2)     Nevertheless, voters should have certain facts in mind about the Netanyahu-Likud record on the territorial issue, specially the following:

           

a.      During his tenure as Israel's prime minister, Netanyahu failed to abrogate the Oslo or Israel-PLO Agreement even though his own office issued daily reports of the PLO's brazen violations of that agreement.

b.      In the Hebron Memorandum of January 30, 1997, Netanyahu surrendered 80 percent of Hebron to the Palestinian Authority (PA).

c.      In the Wye River Memorandum of October 23, 1998, he agreed, for starters, to surrender approximately 30 percent of Judea and Samaria to the PA.
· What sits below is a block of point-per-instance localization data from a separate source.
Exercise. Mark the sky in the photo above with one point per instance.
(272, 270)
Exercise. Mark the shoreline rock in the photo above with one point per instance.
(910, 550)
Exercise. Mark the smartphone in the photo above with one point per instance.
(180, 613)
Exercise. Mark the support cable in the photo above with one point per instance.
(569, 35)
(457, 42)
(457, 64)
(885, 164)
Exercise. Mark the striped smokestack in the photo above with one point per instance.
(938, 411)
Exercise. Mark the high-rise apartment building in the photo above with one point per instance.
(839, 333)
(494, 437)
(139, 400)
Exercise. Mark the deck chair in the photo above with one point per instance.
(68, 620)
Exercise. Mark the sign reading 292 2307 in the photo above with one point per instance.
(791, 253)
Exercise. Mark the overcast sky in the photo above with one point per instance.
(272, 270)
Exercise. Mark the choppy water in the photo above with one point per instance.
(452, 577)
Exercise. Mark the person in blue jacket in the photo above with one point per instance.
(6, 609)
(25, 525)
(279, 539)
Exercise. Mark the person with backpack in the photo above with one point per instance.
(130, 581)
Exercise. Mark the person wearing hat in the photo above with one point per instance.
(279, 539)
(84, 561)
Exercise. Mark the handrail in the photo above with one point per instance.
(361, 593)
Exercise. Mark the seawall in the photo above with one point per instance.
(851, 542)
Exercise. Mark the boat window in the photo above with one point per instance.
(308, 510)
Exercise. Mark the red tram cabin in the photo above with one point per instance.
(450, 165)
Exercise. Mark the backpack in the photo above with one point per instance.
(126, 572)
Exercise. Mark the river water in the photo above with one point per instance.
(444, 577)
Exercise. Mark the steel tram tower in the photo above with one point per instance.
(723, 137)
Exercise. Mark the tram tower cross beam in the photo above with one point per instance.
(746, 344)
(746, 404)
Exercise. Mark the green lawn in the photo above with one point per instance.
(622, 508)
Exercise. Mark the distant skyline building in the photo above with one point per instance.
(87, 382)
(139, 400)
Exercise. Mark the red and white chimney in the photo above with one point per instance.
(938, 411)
d.      In 2002, that is, even after the Arafat Terror War broke out in September 2000, Netanyahu and his Likud colleagues (with the exception of Naomi Blumenthal) voted against MK Michael Kleiner's resolution to abrogate Oslo.

e.      As a cabinet minister in the Sharon government, and despite the warnings of Israel's highest defense and intelligence officials, Netanyahu voted for unilateral disengagement from Gaza (which, by the way, doesn't prevent him from boasting now and everywhere that he anticipated the dire consequences of that retreat).

f.        Of the Likud's 40 Knesset Members (two were former Israel B'Aliya MKs that joined the Likud), 23 voted for unilateral disengagement on October 26, 2005. 

           

3) In the January 2003 election, the Likud won by 38 seats to Labor's 19. This large plurality enabled PM Sharon to appoint more Likud MKs to his cabinet vis-à-vis MKs from parties to his right on the Palestinian state issue—parties such as National Union.

 

4) A comparable situation will occur in the February 2009 election.  Accordingly, voters who support Feiglin should think strategically: "Although Feiglin urges us to vote Likud, we don't want the Likud to win too large a Knesset plurality—as happened in the 2003 election—because that will allow Netanyahu to stack his cabinet with more Likud MKs vis-à-vis MKs from parties to his right."  

 

5) Therefore, if these "Feiglinites" vote for a party to the right of the Likud—say National Union—they would increase the number of Knesset seats won by that party.  Netanyahu may then have to include MKs from that party in a unity government.  The cabinet would then include NU opponents of a Palestinian state, bolstering "mavericks" from Netanyahu's own party.

 

6) Of course, given a unity government, Netanyahu could appoint enough Kadima (as well as Labor) MKs to his cabinet, to the possible exclusion of National Union.   However, this will depend on the number seats won by these and other parties—and this is speculative.  Besides, I have not forgotten Israeli Beiteinu, which may become the third largest party and complicate Netanyahu's ability to form a unity government supportive of a Palestinian state.

 

7) Speculation aside, there is a fatal flaw in Feiglin's position.  He claims that with more people voting Likud, the Likud will have more MKs opposed to a Palestinian state.  Perhaps, but this overlooks the fact that it will not be new Likud MKs supportive of Feiglin so much as incumbent Likud MKs that Netanyahu will appoint to his cabinet, and their track record on a Palestinian state is not encouraging.  Indeed, by luring more people to vote Likud, Feiglin will enable Netanyahu to appoint more Likud incumbents to the cabinet, hence more MKs who, like Meridor, do not oppose a Palestinian state.

 

This suggests that Feiglin's flaw may be nothing more than a case of tendentiousness, not to say self-promotion.